EnBW: kein wirtschaftlicher Schaden entstanden

Man sei „bestürzt“ über die Vorwürfe, erklärt im Gerichtssaal der Stuttgarter Rechtsanwalt Jochen Lamb für die Beklagtenseite. Dass der Konzern die Stadt jahrelang nicht informierte, sei gewiss „kein Ruhmesblatt für die EnBW“. Dafür habe er sich im Aufsichtsrat der Stadtwerke auch entschuldigt, sagt Steffen Ringwald. Der EKB-Geschäftsführer betont aber, „dass durch die Abspaltung kein wirtschaftlicher Schaden entstanden ist, definitiv nicht“. Der Konzern habe mit der Stadt zehn Jahre lang „bestens zusammengearbeitet“ und den Partner „nicht über den Tisch ziehen wollen“.

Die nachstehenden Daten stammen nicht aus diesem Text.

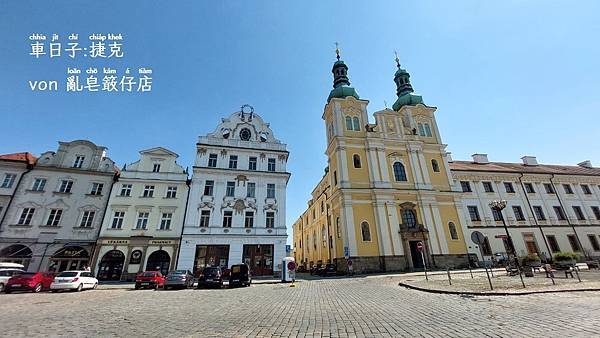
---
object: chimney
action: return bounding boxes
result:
[472,153,489,164]
[445,152,453,163]
[521,156,538,166]
[577,160,592,169]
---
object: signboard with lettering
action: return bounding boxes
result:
[129,250,142,264]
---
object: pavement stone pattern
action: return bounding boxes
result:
[1,276,600,337]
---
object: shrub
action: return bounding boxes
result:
[520,254,541,265]
[553,252,579,261]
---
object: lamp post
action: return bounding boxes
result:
[489,199,526,288]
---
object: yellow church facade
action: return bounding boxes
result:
[293,52,470,273]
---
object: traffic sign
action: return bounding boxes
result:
[416,241,424,252]
[471,231,486,245]
[287,261,296,271]
[347,259,353,267]
[344,246,349,259]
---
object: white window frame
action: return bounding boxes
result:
[1,173,17,188]
[142,185,155,198]
[58,179,73,193]
[18,208,35,225]
[90,183,104,195]
[166,186,177,199]
[46,209,63,226]
[111,211,125,229]
[73,155,85,168]
[32,178,46,191]
[80,210,95,228]
[120,184,132,197]
[136,212,149,230]
[159,213,172,230]
[199,210,210,227]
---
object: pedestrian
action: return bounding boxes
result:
[84,265,91,272]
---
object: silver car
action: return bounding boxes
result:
[164,270,195,289]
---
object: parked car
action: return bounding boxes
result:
[134,271,165,290]
[0,268,25,292]
[229,264,251,288]
[164,270,194,289]
[319,263,337,277]
[197,266,224,288]
[309,265,321,275]
[5,272,54,293]
[50,271,97,292]
[296,265,307,273]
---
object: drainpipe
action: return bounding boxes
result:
[174,177,192,269]
[517,173,552,261]
[550,174,588,260]
[90,172,119,273]
[0,162,34,232]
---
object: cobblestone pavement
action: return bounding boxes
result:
[1,276,600,337]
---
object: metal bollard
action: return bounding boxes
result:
[574,267,581,282]
[484,265,493,290]
[447,267,452,286]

Anders als die Stadt sehen die EnBW-Vertreter das Vertrauensverhältnis nicht irreparabel beschädigt. In die von Nürtingen beantragte Scheidung will das Unternehmen jedenfalls nicht einwilligen, zumal es sich formaljuristisch im Recht wähnt. „Die Rechtslage ist eindeutig: Die EnBW hat keine Pflichten verletzt“, sagt der Anwalt Jochen Lamb. Die Beklagten vertreten den Standpunkt, dass die Vorkaufsrechtsklausel, auf der Nürtingen besteht, im Fall einer Anteilsübertragung innerhalb eines Konzerns nicht greift.

Kommunen heben Stadtwerke aus der Taufe

Ohnehin sei die Sorge unbegründet, die EnBW könnte die EKB-Beteiligungen an einen Finanzinvestor veräußern. „Strategisch ist das völlig unvorstellbar“, sagt dazu Ringwald. „Das ist ein potemkinsches Dorf, das die Stadt Nürtingen hier aufmacht“, meint Lamb. Ob sich die Partner zusammenraufen oder ob das Gericht voraussichtlich im Dezember ein Urteil sprechen muss, ist offen. In der Verhandlung hat der Richter durchblicken lassen, dass er einen Vertrauensverlust nachvollziehen kann. „Wenn jemand eine Treuepflichtverletzung begangen hat, dann die EnbW“, sagt Wetzel.

Nürtingen taxiert den Streitwert der EKB-Anteile an den SWN mit rund sieben Millionen Euro. Steffen Ringwald will sich zu dieser Zahl indessen nicht äußern. Würde Nürtingen die Anteile kaufen, dann bekäme die Stadt das restliche Viertel eines profitablen Kuchens. Bundesweit gibt es einen Trend zur Rekommunalisierung auf dem Energiesektor. Der Verband kommunaler Unternehmen in Berlin verzeichnete in den vergangenen zehn Jahren rund 140 Stadtwerkeneugründungen, unter anderem die in Stuttgart vor vier Jahren.